The decree, which gave authority for the regulation of hemp to three police agencies and a government agriculture body, has not prevented law enforcement officials from seizing legal hemp crops from growers who made conscientious efforts to follow the law, said Pawel Szopa, a grower based in Serta in central Portugal who had 300 outdoor plants confiscated in a raid Sept. 11.

“It’s sad that people who tried to follow rules are getting punished,” said Szopa, owner of hemp company CrystalCanna and a co-founder of LUSICANNA, the Portuguese association of hemp growers and producers. Szopa’s company, which met all legal requirements for planting hemp, had done so for the third season this past spring under existing rules at the time which allowed for fiber and seed production. Szopa said his losses could be as much as €18,000.

Recent changes

The rules changes, which were put into effect this month, addressed an unresolved jurisdictional question, placing licensing under the General Directorate of Food and Veterinary Affairs (DGAV). Previously, it was unclear whether DGAV or INFARMED, the Portuguese Health Regulator that has authority over pharmaceutical products and controlled substances, had jurisdiction over hemp growing in Portugal. Many of Portugal’s hemp growers missed the 2019 growing season amid the confusion.

While the recent decree put licensing for fiber and seed production under DGAV’s Agriculture and Fisheries Financing Institute, with controls delegated to the judiciary police, the National Republican Guard and the Public Security Police, some law agencies are apparently still confused over enforcement.

Szopa said his paperwork, and notification he made to government officials about his growing operation prevented his arrest, but he and other growers still had their crops confiscated by the police.

Big ‘drug bust’

In a separate case, authorities recently seized 23,000 hemp plants weighing 14 tons, 17 bags of seed and other materials in what was termed the biggest “drug bust” ever in Portugal. That raid, carried out in the municipality of Almeirim and Salvaterra de Magos, included military personnel and agents from a total of six law enforcement entities.

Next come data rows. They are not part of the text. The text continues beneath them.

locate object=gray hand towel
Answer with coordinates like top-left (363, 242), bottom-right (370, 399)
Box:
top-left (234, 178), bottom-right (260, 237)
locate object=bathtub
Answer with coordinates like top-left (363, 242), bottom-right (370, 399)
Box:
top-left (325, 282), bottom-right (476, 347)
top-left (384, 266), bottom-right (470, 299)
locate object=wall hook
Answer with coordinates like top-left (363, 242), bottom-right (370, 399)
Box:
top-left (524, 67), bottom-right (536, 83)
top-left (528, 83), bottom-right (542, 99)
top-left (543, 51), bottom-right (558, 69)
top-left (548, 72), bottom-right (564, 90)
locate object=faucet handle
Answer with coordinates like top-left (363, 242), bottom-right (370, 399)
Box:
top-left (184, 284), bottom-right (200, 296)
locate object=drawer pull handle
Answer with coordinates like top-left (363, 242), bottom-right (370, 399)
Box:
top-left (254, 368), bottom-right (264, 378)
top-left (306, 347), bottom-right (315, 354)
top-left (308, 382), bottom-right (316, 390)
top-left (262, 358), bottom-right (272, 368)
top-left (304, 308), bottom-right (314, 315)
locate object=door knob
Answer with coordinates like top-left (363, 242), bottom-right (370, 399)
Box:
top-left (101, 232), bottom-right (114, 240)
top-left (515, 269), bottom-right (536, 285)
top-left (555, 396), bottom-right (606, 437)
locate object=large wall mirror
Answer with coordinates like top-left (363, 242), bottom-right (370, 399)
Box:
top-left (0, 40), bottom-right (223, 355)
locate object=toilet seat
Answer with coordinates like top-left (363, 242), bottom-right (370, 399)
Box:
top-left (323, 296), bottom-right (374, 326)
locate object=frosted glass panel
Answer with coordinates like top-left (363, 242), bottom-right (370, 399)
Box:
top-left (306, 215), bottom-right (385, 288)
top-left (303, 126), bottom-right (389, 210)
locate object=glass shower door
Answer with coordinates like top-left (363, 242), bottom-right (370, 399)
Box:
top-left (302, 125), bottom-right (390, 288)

A 35-year-old man was arrested and a second suspect, 50, was charged with drug trafficking as a result of that raid on greenhouse and outdoor grows.

While hemp intended for fiber and seed production are now clearly under DGAV, that grown for flowers to produce CBD in Portugal falls under separate licensing rules which also cover medical marijuana, but stakeholders say those rules are still not clear.